Martin wanted his work to be on screen so badly that he sold to arguably the best possible vendor of that work. It’s definitely curdled in a lot of areas, with House of the Dragon the biggest nightmare. But having lost this particular battle, it would make sense to pivot from where he doesn’t have control to the world where he does. That, though, would mean writing books.

The original vision of Westeros was to have the perfect control he always wanted to have as a creator. If anything, it looks like the Cosmere actually will be.


  1. There’s a lot to say about Rowling, none of it good. I’m sure I’ll be writing about her at some point in the (nearish?) future, but for now it’s enough to say that she’s a toxic, odious human being and the venom running through her veins has actively destroyed the biggest cultural phenomenon since Star Wars.

  2. I’ve already come to terms with my losing it due to my fruitless optimism…

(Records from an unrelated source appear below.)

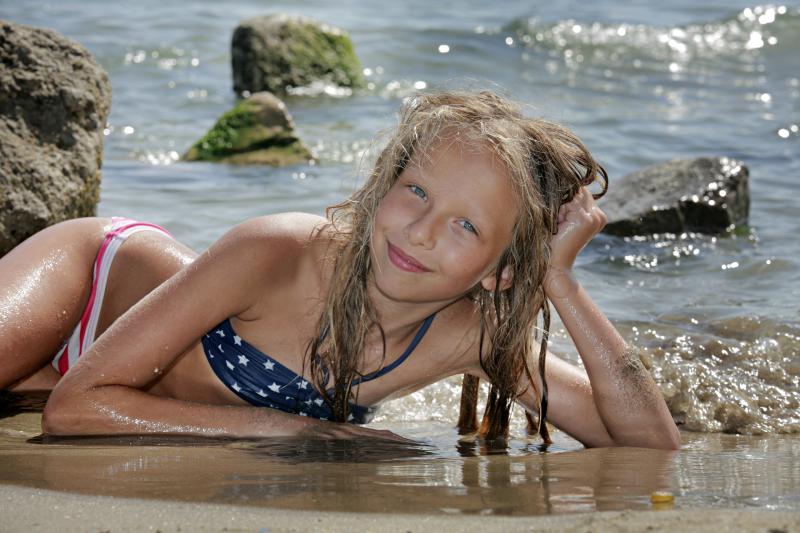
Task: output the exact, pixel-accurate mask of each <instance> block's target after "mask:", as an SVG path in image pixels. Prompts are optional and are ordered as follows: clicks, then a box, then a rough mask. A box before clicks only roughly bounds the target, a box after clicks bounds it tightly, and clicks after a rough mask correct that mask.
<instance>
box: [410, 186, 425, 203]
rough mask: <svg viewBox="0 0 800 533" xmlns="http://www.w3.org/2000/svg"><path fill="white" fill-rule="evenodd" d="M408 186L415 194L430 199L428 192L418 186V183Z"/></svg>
mask: <svg viewBox="0 0 800 533" xmlns="http://www.w3.org/2000/svg"><path fill="white" fill-rule="evenodd" d="M408 188H409V189H411V192H413V193H414V194H416V195H417V196H419V197H420V198H422V199H423V200H427V199H428V194H427V193H426V192H425V191H423V190H422V189H420V188H419V187H417V186H416V185H409V186H408Z"/></svg>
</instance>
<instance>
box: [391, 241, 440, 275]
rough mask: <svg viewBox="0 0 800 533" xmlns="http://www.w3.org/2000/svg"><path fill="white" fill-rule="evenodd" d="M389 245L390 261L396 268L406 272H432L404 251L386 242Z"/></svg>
mask: <svg viewBox="0 0 800 533" xmlns="http://www.w3.org/2000/svg"><path fill="white" fill-rule="evenodd" d="M386 243H387V244H388V245H389V261H391V262H392V264H393V265H394V266H396V267H397V268H399V269H400V270H405V271H406V272H416V273H422V272H430V271H431V270H430V269H429V268H427V267H426V266H425V265H423V264H422V263H420V262H419V261H417V260H416V259H414V258H413V257H411V256H410V255H406V254H405V253H403V251H402V250H401V249H400V248H398V247H397V246H394V245H393V244H392V243H390V242H389V241H386Z"/></svg>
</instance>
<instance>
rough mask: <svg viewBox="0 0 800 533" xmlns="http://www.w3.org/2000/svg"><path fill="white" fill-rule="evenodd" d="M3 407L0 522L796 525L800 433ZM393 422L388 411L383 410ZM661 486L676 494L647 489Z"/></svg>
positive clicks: (728, 527)
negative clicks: (148, 427) (413, 422)
mask: <svg viewBox="0 0 800 533" xmlns="http://www.w3.org/2000/svg"><path fill="white" fill-rule="evenodd" d="M40 416H41V415H40V414H39V413H35V412H33V413H31V412H23V413H18V414H16V415H12V416H6V417H4V418H2V419H0V509H1V510H2V513H0V517H1V518H0V531H29V530H48V531H50V530H59V531H72V530H80V531H92V530H98V531H115V530H126V531H127V530H150V531H153V530H160V531H178V530H179V529H181V530H187V529H188V530H200V531H222V530H227V531H261V530H263V531H304V530H310V529H319V528H320V527H323V528H325V529H326V530H333V531H339V530H347V531H351V530H359V531H361V530H367V531H377V530H388V531H422V530H423V529H424V530H430V529H431V528H437V527H438V528H440V529H443V530H446V531H450V530H459V531H460V530H464V531H477V530H481V531H486V530H489V531H496V530H497V531H515V530H525V531H544V530H552V529H555V528H560V529H563V528H566V529H568V530H574V531H598V530H599V531H642V530H648V529H650V530H655V531H660V530H670V531H684V530H693V531H714V532H715V533H716V532H719V531H726V530H731V531H740V530H748V531H767V530H773V531H794V530H800V512H798V509H800V438H798V437H797V436H767V437H747V436H735V435H720V434H702V433H688V432H684V433H683V434H682V437H683V449H682V450H681V451H679V452H664V451H659V450H646V449H641V448H614V449H594V450H585V449H582V448H581V447H580V446H579V445H577V444H576V443H575V442H574V441H571V440H570V439H568V438H567V437H565V436H563V434H560V433H556V442H557V444H558V446H556V447H555V448H554V449H552V450H550V451H549V452H548V453H541V451H539V450H538V449H537V447H536V445H535V443H533V442H526V441H524V440H518V441H513V442H512V443H511V446H509V448H508V449H505V450H487V449H485V448H481V447H480V446H478V445H476V444H475V443H465V442H461V441H459V440H458V438H457V436H456V435H455V434H454V430H453V428H452V427H450V426H449V425H448V426H442V425H438V426H437V425H435V424H430V423H429V424H423V425H421V426H418V427H414V426H407V427H405V428H403V431H401V433H402V434H404V435H406V436H409V437H412V438H416V439H418V440H427V444H425V445H421V446H415V447H409V446H400V447H398V446H397V445H389V446H387V445H385V444H380V443H378V442H370V443H360V442H352V441H307V440H306V441H299V440H286V441H285V442H281V441H278V440H274V439H273V440H269V441H203V440H198V439H186V438H182V439H175V438H166V437H158V438H148V439H143V438H141V437H135V436H133V437H115V438H109V437H105V438H88V439H67V440H63V439H62V440H42V438H41V437H40V436H39V431H40V430H39V421H40ZM395 425H398V424H397V423H395ZM656 490H668V491H670V492H672V493H673V494H674V495H675V500H674V503H673V504H668V505H655V504H652V503H651V502H650V494H651V493H652V492H653V491H656Z"/></svg>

  3. My current/favorite conspiracy theory is that the reason the end of the series is taking so long is because Martin is writing the rest of it before putting anything else out. It would make sense for him to be well into book seven by now, and the assembling process is easier if it’s all done before he does. Then again, this is probably my optimism/good faith talking.

  4. Sapkowski has optioned the shit out of The Witcher, but that’s because he seems to have absolutely no vanity about his stories. He only cares about his novels, and anything that makes him money on the side of that is a rad bonus.